É isso sábio? Decididamente não! Sua curiosidade pode levar a ele passar a estar sob controle demoníaco. Em vez de tal proceder lhe trazer alívio e consolo, sua situação talvez apenas piore. Perturbações sobrenaturais podem roubar-lhe o sono e encher até mesmo as horas do dia com pavor. Pode começar a ouvir vozes estranhas, sugerindo que se suicide ou que mate outro.
Por isso, não é sábio evitar tal risco e esquivar-se de todas as formas de adivinhação? Jeová não encara este assunto levianamente. Para proteger os israelitas contra serem logrados ou prejudicados por espíritos iníquos, ele tornou a prática da adivinhação um crime capital, dizendo na Lei: “Quanto ao homem ou à mulher em quem se mostre haver um espírito mediúnico ou um espírito de predição, sem falta devem ser mortos.” — Levítico 20:27.
Não mudou o conceito que Deus forma dos médiuns espíritas, dos feiticeiros e da adivinhação. Ainda vigora o decreto divino contra todos os praticantes do espiritismo. — Revelação 21:8.
Portanto, esforce-se a resistir à impostura por parte de criaturas espirituais iníquas. Se alguma vez ouvir uma voz estranha, talvez sugerindo que seja a dum amigo ou parente falecido, não lhe dê atenção. Invoque o nome do verdadeiro Deus, Jeová, para ajudá-lo a resistir a vir sob influência demoníaca. Conforme aconselhou o próprio Filho de Deus, faça em oração a petição: ‘Livra-me do iníquo.’ (Mateus 6:13) Quanto aos objetos associados com a adivinhação, imite o exemplo daqueles que aceitaram a verdadeira adoração, na antiga Éfeso. “Um número considerável dos que haviam praticado [ali] artes mágicas trouxeram os seus livros e os queimaram diante de todos.” Embora estes fossem caros, não se refrearam de destruí-los. — Atos 19:19.
Em vista deste exemplo, acha que é direito associar-se deliberadamente com os que se metem no ocultismo ou aceitar presentes deles? Não poderão tornar-se instrumentos por meio dos quais possa vir a estar sob influência demoníaca?
Reconhecermos que os espíritos iníquos muitas vezes são responsáveis por induzir as pessoas a ver ou a ouvir manifestações estranhas e amedrontadoras — vozes, batidas ou figuras sombrias, para as quais não há causa aparente — é um dos fatores principais em nos proteger contra sermos enganados. Este conhecimento nos libertará do temor dos mortos e de nos entregarmos a ritos sem valor a favor deles.
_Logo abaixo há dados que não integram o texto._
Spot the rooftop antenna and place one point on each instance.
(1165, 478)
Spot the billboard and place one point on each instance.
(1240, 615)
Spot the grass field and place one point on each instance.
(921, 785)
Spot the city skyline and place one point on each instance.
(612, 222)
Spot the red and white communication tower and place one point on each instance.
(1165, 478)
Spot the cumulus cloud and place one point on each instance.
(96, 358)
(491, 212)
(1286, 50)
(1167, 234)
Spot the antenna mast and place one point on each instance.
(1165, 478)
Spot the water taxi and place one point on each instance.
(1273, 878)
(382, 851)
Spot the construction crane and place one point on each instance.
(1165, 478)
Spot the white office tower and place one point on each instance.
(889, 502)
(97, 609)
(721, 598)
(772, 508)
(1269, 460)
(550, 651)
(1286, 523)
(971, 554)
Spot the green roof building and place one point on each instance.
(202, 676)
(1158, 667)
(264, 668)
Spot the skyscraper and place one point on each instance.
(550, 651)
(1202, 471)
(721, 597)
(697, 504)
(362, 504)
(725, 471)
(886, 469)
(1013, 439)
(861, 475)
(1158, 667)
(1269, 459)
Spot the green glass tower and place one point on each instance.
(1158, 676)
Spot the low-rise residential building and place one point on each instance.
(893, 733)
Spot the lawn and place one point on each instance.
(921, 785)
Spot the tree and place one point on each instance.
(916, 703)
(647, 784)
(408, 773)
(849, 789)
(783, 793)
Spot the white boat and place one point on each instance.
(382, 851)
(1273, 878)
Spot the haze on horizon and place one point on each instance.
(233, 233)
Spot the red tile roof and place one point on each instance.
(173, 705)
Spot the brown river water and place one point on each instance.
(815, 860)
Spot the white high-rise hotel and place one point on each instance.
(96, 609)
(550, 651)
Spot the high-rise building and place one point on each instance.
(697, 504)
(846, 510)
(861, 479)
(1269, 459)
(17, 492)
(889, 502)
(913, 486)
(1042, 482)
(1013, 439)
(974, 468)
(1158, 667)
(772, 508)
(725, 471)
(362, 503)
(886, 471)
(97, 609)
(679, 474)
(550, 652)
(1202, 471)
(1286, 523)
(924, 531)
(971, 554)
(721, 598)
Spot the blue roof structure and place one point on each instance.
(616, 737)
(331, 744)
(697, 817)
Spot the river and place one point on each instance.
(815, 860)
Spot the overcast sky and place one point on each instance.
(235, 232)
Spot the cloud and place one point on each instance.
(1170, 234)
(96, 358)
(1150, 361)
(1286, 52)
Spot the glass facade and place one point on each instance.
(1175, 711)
Ajudará também a impedir que caiamos vítimas dos espíritos iníquos.
Mas, se havemos de ficar protegidos contra todos os aspectos da impostura que Satanás e seus demônios perpetraram relacionado com os defuntos, temos de crer e agir em harmonia com a Bíblia inteira. Isto se dá porque toda ela é a Palavra inspirada de Deus.